Il documento viene pubblicato a  firma del Cardinal Willebrands, nella sua funzione di Presidente della nuova Commissione per i rapporti religiosi della chiesa cattolica con gli ebrei, istituita da Paolo VI il 22 Ottobre 1974. Il documento viene reso pubblico poco tempo dopo il IX anniversario della promulgazione di Nostra Aetate, la Dichiarazione della Chiesa con le religioni con cristiane.

Gli " Orientamenti e Suggerimenti", che si riferiscono al n.4 della Dichiarazione, si caratterizzano  per la loro natura quasi esclusivamente pratica e per la loro sobrietà.

Il carattere deliberatamente pratico del testo trova la sua giustificazione dal fatto che si tratta di un documento con valore esecutivo.  

Esso non propone una teologia cristiana dell’ebraismo, che certamente offrirebbe interesse per la ricerca e la riflessione degli specialisti, ma richiederebbe ancora lunghi studi. La nuova Commissione per i rapporti religiosi con gli ebrei dovrebbe poter giocare un ruolo nella maturazione di questo sforzo.

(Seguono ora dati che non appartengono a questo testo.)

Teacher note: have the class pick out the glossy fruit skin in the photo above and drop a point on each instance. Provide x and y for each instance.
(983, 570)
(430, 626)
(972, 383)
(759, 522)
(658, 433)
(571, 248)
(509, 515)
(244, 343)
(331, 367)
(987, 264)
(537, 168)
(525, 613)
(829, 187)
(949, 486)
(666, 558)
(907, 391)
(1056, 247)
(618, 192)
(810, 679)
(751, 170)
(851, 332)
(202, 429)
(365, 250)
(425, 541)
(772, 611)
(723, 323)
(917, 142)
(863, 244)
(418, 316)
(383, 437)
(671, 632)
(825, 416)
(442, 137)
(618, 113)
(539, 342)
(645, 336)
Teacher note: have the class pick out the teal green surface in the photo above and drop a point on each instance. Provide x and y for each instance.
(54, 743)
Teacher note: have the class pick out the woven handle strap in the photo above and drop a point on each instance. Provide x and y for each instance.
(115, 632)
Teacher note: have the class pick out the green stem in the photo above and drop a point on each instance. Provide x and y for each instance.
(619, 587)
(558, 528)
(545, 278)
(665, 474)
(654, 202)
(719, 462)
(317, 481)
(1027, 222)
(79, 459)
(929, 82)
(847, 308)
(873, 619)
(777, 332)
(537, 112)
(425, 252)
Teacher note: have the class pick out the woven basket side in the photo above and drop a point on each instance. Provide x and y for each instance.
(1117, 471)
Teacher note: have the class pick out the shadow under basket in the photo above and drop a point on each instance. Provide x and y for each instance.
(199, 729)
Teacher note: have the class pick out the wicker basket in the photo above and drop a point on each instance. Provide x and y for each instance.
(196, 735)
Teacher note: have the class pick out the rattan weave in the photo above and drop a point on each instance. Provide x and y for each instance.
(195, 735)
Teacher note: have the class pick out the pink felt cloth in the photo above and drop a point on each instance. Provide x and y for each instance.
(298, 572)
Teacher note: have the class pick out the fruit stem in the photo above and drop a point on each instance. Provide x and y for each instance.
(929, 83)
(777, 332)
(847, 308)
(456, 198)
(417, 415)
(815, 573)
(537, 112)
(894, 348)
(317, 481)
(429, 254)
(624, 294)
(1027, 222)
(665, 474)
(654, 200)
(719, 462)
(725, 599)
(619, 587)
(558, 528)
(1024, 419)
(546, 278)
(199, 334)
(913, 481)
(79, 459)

Il Preambolo del Documento richiama i principali insegnamenti del Concilio sulla condanna dell’antisemitismo e di ogni genere di discriminazione e sul dovere della mutua comprensione e di una stima reciproca rinnovata. Auspica anche una migliore conoscenza da parte dei cristiani dell’essenza della tradizione religiosa dell’ebraismo e del modo in cui gli ebrei si auto-definiscono.

Il testo propone poi una serie di suggestioni concrete. 

La sezione dedicata al dialogo invita al dialogo fraterno e alla promozione dell’approfondimento di una ricerca dottrinale. Viene proposta come modalità di incontro anche la preghiera in comune.

Riguardo alla liturgia, si ricordano i legami tra la liturgia cristiana e la liturgia ebraica e l’attenzione che è necessaria avere verso i commentari dei testi biblici, verso le spiegazioni e le traduzioni liturgiche.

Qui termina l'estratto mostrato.